A DDoS attack typically involves a large number of coordinated devices or botnets using fake traffic to overwhelm a network, taking it offline.
This isn’t the first time Solana has run into this kind of problem, with Cointelegraph reporting in September that the network suffered a 17-hour outage due to massive hangup activity during initial DEX offerings (IDOs) on Solana-based DEX platform Raydium .
At around 3pm UTC on Dec. 9, Solana-based NFT platform Blockasset highlighted the latest DDoS attack, stating:
“We know that distributing tokens takes a long time. The Solana chain is suffering from a DDoS attack, which is clogging the network and causing delays.”
Solana-focused infrastructure firm GenesysGo also reported the matter, saying the validator network was having trouble processing transaction requests, but appealing for calm as it blamed the problems on "growing pains."
Currently, the Solana Foundation has not publicly confirmed any attacks, and the nature of the incident is unclear, while Status.Solana shows that at the time of writing, the network has not suffered any disruption and is fully operational.

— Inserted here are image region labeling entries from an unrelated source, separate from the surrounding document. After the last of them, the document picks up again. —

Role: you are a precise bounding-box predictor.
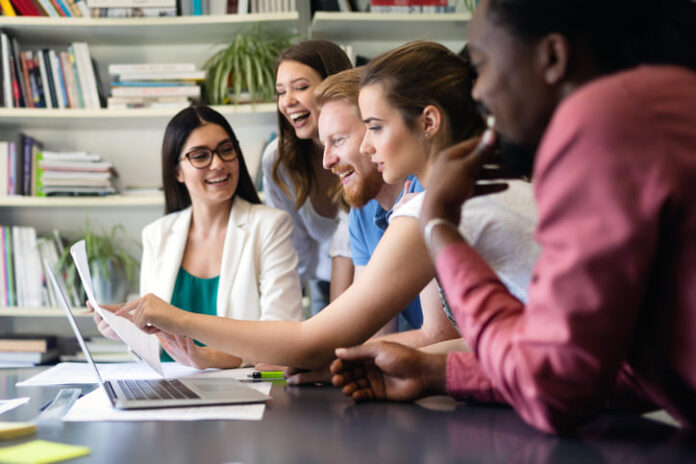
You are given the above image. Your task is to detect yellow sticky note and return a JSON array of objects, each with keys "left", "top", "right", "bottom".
[
  {"left": 0, "top": 440, "right": 89, "bottom": 464},
  {"left": 0, "top": 422, "right": 36, "bottom": 440}
]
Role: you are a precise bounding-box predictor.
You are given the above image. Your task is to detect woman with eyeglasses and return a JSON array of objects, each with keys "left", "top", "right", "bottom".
[{"left": 94, "top": 106, "right": 302, "bottom": 369}]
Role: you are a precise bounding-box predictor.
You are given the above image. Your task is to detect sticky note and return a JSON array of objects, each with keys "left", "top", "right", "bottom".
[
  {"left": 0, "top": 440, "right": 89, "bottom": 464},
  {"left": 0, "top": 422, "right": 36, "bottom": 440}
]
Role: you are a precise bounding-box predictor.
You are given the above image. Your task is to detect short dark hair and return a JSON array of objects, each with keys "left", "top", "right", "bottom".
[
  {"left": 488, "top": 0, "right": 696, "bottom": 72},
  {"left": 162, "top": 106, "right": 261, "bottom": 214}
]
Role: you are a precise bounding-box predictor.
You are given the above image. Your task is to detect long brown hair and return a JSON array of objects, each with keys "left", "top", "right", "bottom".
[
  {"left": 272, "top": 40, "right": 353, "bottom": 209},
  {"left": 162, "top": 106, "right": 261, "bottom": 214},
  {"left": 360, "top": 41, "right": 484, "bottom": 144}
]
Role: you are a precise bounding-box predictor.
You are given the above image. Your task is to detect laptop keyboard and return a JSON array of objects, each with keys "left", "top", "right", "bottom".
[{"left": 117, "top": 379, "right": 200, "bottom": 400}]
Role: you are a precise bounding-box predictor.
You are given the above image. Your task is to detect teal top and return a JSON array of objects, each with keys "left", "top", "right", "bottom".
[{"left": 160, "top": 266, "right": 220, "bottom": 362}]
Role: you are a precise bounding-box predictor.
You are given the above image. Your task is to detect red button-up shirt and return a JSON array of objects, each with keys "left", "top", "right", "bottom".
[{"left": 436, "top": 66, "right": 696, "bottom": 432}]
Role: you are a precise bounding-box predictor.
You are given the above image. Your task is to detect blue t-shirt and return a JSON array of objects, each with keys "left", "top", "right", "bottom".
[{"left": 348, "top": 176, "right": 424, "bottom": 329}]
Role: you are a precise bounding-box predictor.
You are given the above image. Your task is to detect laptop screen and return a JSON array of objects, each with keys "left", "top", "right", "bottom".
[{"left": 44, "top": 262, "right": 104, "bottom": 387}]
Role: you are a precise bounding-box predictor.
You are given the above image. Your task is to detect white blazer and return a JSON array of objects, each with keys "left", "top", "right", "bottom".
[{"left": 140, "top": 197, "right": 302, "bottom": 320}]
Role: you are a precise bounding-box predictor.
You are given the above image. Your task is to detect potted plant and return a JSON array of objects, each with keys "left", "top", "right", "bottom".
[
  {"left": 203, "top": 27, "right": 290, "bottom": 105},
  {"left": 58, "top": 220, "right": 138, "bottom": 304}
]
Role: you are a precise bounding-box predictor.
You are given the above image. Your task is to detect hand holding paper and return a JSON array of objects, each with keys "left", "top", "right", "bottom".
[
  {"left": 70, "top": 240, "right": 164, "bottom": 376},
  {"left": 116, "top": 294, "right": 189, "bottom": 334}
]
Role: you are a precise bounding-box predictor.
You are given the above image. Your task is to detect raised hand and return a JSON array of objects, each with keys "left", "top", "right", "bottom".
[
  {"left": 331, "top": 342, "right": 446, "bottom": 401},
  {"left": 420, "top": 129, "right": 507, "bottom": 224},
  {"left": 116, "top": 293, "right": 190, "bottom": 334},
  {"left": 87, "top": 301, "right": 121, "bottom": 341},
  {"left": 156, "top": 331, "right": 210, "bottom": 369}
]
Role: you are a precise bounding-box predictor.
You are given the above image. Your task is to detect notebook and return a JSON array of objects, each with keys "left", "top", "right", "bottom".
[{"left": 45, "top": 266, "right": 270, "bottom": 409}]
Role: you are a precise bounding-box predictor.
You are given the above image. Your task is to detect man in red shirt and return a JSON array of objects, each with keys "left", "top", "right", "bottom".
[{"left": 332, "top": 0, "right": 696, "bottom": 433}]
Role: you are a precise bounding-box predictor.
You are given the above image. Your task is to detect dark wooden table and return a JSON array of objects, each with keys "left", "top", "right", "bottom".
[{"left": 0, "top": 368, "right": 696, "bottom": 464}]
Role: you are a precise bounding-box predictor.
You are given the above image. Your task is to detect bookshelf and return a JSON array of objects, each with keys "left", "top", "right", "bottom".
[
  {"left": 310, "top": 11, "right": 471, "bottom": 57},
  {"left": 0, "top": 12, "right": 296, "bottom": 320},
  {"left": 0, "top": 307, "right": 92, "bottom": 318}
]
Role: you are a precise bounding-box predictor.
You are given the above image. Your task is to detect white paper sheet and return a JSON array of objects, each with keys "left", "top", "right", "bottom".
[
  {"left": 0, "top": 396, "right": 29, "bottom": 414},
  {"left": 63, "top": 383, "right": 271, "bottom": 422},
  {"left": 17, "top": 362, "right": 212, "bottom": 387},
  {"left": 70, "top": 240, "right": 164, "bottom": 376}
]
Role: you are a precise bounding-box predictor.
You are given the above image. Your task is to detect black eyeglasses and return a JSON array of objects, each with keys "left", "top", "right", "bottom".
[{"left": 179, "top": 141, "right": 237, "bottom": 169}]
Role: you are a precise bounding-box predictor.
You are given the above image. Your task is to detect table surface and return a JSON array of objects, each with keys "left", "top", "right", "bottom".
[{"left": 0, "top": 368, "right": 696, "bottom": 464}]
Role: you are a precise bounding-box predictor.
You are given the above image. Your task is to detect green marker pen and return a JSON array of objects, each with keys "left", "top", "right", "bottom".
[{"left": 249, "top": 371, "right": 283, "bottom": 379}]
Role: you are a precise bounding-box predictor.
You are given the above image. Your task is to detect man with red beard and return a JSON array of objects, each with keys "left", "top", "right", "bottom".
[{"left": 314, "top": 69, "right": 424, "bottom": 333}]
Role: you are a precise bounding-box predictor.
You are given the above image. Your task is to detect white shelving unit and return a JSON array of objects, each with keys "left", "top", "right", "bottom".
[
  {"left": 0, "top": 307, "right": 92, "bottom": 318},
  {"left": 310, "top": 11, "right": 471, "bottom": 57},
  {"left": 0, "top": 13, "right": 301, "bottom": 326},
  {"left": 0, "top": 10, "right": 470, "bottom": 322}
]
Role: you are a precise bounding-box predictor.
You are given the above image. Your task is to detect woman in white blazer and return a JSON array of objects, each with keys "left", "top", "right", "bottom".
[{"left": 95, "top": 106, "right": 302, "bottom": 369}]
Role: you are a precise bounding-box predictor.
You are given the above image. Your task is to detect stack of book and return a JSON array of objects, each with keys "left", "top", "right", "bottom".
[
  {"left": 0, "top": 0, "right": 89, "bottom": 18},
  {"left": 107, "top": 63, "right": 205, "bottom": 109},
  {"left": 0, "top": 137, "right": 117, "bottom": 197},
  {"left": 0, "top": 32, "right": 101, "bottom": 109},
  {"left": 60, "top": 337, "right": 133, "bottom": 363},
  {"left": 87, "top": 0, "right": 177, "bottom": 18},
  {"left": 36, "top": 151, "right": 116, "bottom": 196},
  {"left": 0, "top": 226, "right": 85, "bottom": 308},
  {"left": 0, "top": 334, "right": 59, "bottom": 366}
]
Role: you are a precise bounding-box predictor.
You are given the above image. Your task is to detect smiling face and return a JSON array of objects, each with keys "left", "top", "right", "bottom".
[
  {"left": 276, "top": 61, "right": 322, "bottom": 140},
  {"left": 319, "top": 100, "right": 384, "bottom": 208},
  {"left": 176, "top": 123, "right": 239, "bottom": 204},
  {"left": 468, "top": 1, "right": 557, "bottom": 151},
  {"left": 358, "top": 83, "right": 428, "bottom": 184}
]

However, multiple accounts on Twitter claimed that Solana had suffered a global outage, and Verbit CEO Roy Murphy (a BSV supporter) said: "Solana has crashed again and is currently offline. Engineers are working on 'rebooting the system'." Said Really, you can't make up such a thing!"

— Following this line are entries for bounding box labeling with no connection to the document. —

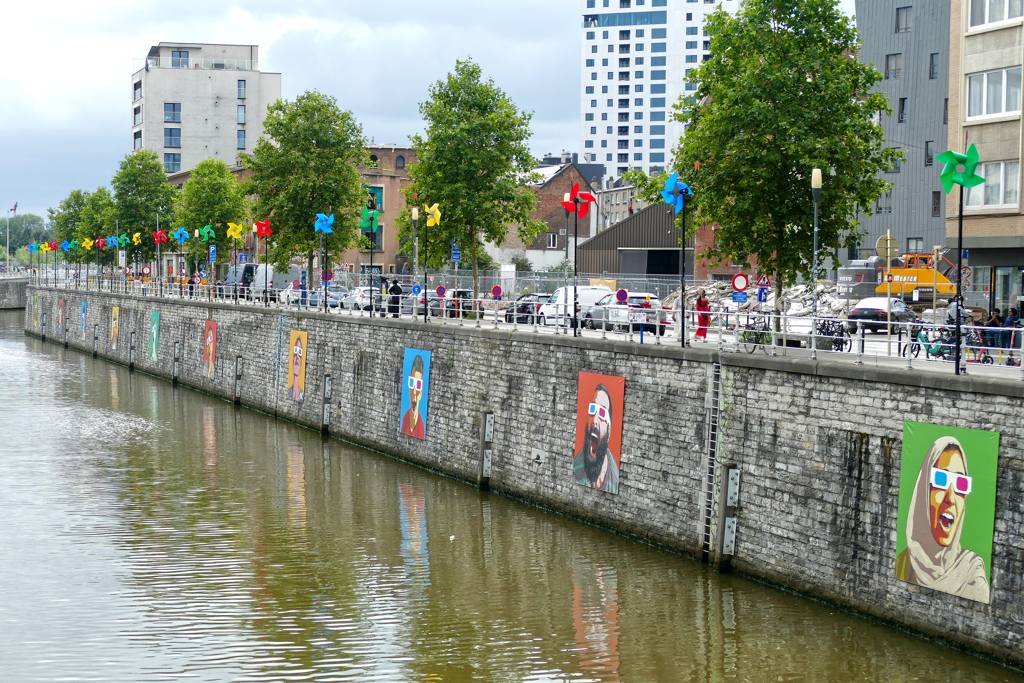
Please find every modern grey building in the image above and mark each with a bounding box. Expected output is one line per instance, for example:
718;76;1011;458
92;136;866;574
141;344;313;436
851;0;949;260
131;43;281;173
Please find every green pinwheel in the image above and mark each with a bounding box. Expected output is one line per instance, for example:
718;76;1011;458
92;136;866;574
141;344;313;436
935;144;985;195
359;207;383;234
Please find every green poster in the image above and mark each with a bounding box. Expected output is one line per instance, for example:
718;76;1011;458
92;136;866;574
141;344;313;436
895;422;999;604
150;311;160;360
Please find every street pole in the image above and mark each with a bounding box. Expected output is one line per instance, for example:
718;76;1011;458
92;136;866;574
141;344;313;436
811;168;821;360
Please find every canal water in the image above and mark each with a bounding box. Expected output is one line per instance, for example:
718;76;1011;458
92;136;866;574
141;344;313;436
0;312;1024;683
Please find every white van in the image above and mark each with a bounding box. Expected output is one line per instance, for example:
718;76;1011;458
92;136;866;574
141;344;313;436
249;263;302;301
537;285;611;325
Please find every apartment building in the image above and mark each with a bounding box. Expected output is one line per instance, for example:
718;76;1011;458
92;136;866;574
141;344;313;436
131;43;281;174
851;0;949;260
934;0;1024;311
580;0;739;181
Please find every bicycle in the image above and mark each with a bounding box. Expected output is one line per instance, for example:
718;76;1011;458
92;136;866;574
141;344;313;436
738;317;771;355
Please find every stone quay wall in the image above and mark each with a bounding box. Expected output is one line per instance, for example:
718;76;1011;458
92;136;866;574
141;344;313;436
25;287;1024;666
0;278;29;310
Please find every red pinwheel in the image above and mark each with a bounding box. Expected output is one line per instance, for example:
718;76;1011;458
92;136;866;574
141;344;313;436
562;182;597;218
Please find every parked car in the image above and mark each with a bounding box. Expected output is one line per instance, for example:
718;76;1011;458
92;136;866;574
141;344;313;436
505;292;551;325
847;297;921;334
538;285;611;325
583;292;675;335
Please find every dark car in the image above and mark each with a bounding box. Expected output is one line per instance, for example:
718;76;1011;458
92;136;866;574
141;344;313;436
847;297;921;334
505;293;551;325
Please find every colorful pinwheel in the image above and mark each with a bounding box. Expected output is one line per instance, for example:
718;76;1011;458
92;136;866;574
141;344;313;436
935;143;985;195
562;182;597;218
313;213;334;234
423;204;441;227
662;173;693;215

Earlier today, members of reddit's r/Solana subreddit blamed another IDO launch on Raydium for the network congestion, with user "u/Psilodelic" writing an article titled "Why Raydium IDOs are clogging the Solana network, and what to do about it any idea?"
"My biggest concern right now is the impact on Solana performance from the high volume activity associated with the Raydium IDO and launch... Every single performance issue in the past 6 months, including 17 hours of downtime, has been caused by caused by activation," they wrote.

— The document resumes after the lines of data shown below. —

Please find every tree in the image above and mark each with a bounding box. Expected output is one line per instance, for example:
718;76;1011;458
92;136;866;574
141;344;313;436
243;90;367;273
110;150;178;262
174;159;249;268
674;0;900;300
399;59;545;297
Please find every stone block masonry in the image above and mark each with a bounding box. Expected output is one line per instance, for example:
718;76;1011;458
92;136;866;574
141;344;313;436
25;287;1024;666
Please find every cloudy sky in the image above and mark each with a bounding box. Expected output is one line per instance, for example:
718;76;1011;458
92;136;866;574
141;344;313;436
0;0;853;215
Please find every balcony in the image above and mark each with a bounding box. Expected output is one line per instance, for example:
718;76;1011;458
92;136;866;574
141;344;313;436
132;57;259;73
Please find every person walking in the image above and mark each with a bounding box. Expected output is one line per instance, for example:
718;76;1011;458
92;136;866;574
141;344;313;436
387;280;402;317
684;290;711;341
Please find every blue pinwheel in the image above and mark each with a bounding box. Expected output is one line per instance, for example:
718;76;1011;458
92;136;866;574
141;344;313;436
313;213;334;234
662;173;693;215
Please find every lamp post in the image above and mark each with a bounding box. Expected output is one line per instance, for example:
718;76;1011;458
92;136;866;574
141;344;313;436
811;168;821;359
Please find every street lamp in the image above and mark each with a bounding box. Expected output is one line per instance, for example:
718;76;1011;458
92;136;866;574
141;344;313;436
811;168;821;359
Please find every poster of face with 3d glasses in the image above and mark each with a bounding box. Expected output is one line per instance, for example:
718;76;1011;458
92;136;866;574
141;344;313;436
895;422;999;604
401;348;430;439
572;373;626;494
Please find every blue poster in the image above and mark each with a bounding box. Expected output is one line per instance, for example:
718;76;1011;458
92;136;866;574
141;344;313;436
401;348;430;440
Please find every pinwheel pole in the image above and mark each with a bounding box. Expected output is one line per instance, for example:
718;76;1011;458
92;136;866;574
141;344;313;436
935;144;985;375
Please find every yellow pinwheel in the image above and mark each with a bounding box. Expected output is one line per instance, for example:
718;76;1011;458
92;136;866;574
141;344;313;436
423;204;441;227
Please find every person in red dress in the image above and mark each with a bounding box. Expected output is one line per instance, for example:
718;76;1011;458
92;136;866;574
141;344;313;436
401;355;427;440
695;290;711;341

In response, one of the group's moderators, "Laine_sa," did not explicitly confirm whether Solana's network issues were again Raydium-related, but did note that since the September DDoS attack, consistent "stop-fixes" had been put in place to keep Solana online:
"There is a stopgap fix right now to prioritize voting transactions and prevent a full blown crash, and there are some related compute limit and fee changes in the works, but it's not a quick fix that can be rolled out in a few weeks, it's That's why it takes time. We're working on it, though."
Cointelegraph has reached out to multiple Solana developers for comment on the DDoS attack and will update the story if they respond.
According to data from Coingecko, the price of Solana (SOL) is down 6.4% over the past 24 hours to $182.79 at the time of writing. SOL is down 26.1% over the past 30 days as most of the top crypto assets retreat.